By Dr. Michael Cerami


Soft tissues are defined as the tissues that connect, support and surround other structures and organs of the body, not being bone. Soft tissues include ligaments, tendons, muscles, fascia and more (abbreviated from Wikipedia).


We treat soft tissue problems non-invasively (without medication, injections, surgery) using 5 primary methods:


  • AMIT: Muscle Activation
  • Rapid Release Technology: Manually releasing the tissue tension and adhesions
  • FSM: Specific frequencies for specific conditions
  • Cold Laser: 2 types of lasers to improve motion and cell communication
  • Basic rehab exercises to recondition the joint and restore optimum movement


Soft tissue treatment is imperative in helping the patient recover from an injury albeit an acute injury or from chronic pain. In my experience all injuries have a soft tissue component. Lets look at 2 examples related to the foot:


Acute ankle sprain: Most of these are inversion sprains meaning that the ligaments on the outside or lateral part of the joint get stretched or pulled as the foot rolls to the inside. This type of injury will usually cause the muscles that stabilize the foot to shut down and become inactive which leads to more instability. Depending on the severity of the injury (rule out fractures) we can immediately treat the injury with FSM Microcurrent to reduce pain and treat the aberrant muscles with AMIT to get the foot to move properly ASAP.  Then we would laser the area and give the patient home rehab to start immediately. Traditional treatment of ankle sprains uses R.I.C.E as the primary approach for treatment (rest, ice, compression, elevation).
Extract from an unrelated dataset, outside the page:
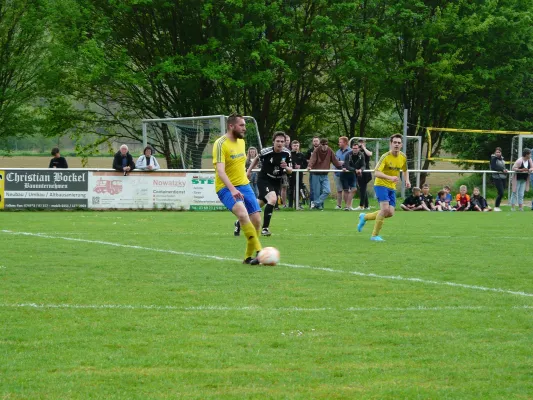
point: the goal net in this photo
(187, 142)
I have disagreed with using RICE as I feel we need to get motion back into the joint quickly and now we are seeing more and more information challenging the icing approach. Old habits die-hard and I expect this one to be especially difficult to change. Please see my upcoming May 2015 post on Salt Lake Running Company’s website for more information on the RICE controversy.


The best thing I can recommend in deciding on a treatment protocol is to do your homework and decide what’s best for you. Don’t just say yes because everyone else is doing the same thing. I recently had a shoulder injury that came out of the blue. It was significant enough to severely limit my ability to raise my arm and hand anywhere above my shoulder. Long story short; it took about 8 weeks of AMIT work (I had about 20 muscles shut down), adjustments and self-directed soft tissue work to get me back to normal. It was very frustrating but the approach held true to my understanding of the body and the results validated my professional approach to treating patients.
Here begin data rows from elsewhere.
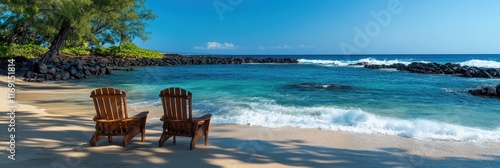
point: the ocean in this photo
(323, 92)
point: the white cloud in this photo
(215, 45)
(305, 46)
(301, 46)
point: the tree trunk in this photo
(57, 42)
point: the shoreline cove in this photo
(64, 136)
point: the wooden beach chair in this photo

Chronic or long-term pain treatment related to soft tissue problems:

If you search the Internet, chronic is currently being defined as “overuse, related to aging, a once acute injury that is only partially healed,” and a chronic injury can change by what part of the body it is related to. Lets simplify by stating that chronic is something that has been effecting you for more than 8 weeks.


We treat a lot of chronic soft tissue problems in the office and usually get very good results. Earlier this year we had a number of patients with foot problems referred to us from other physicians. Two specifically had foot pain that affected their ability to walk for over 10 years from injuries and multiple surgeries. These patients assumed because the injuries were so long ago that little could be done.  Using AMIT, RRT and FSM on these patients gave them pain relief, restored motion so they could move normally, and they began the journey back to the life they wanted because they were active again all in less then 10 weeks.
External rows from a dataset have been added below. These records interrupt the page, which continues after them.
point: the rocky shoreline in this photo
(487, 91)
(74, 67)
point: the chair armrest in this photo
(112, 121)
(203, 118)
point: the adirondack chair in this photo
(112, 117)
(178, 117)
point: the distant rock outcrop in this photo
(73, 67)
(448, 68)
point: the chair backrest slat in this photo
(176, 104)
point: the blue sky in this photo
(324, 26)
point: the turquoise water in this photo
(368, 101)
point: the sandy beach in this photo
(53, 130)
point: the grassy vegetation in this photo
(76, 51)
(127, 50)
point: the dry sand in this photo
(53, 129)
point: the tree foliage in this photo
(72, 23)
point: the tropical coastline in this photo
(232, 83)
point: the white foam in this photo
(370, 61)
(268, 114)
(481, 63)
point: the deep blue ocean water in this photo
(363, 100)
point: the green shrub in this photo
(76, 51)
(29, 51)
I can’t make promises of success, but I can evaluate and see if there are reasons for the pain and problem. If we find soft tissue problems and fix them we can return the body to better “function” (in other words, gets the tissues working and moving again) which removes a major limiter to healing. This approach supports the chiropractic professions philosophy whose goal has always been to remove barriers to healing and let the body do its job.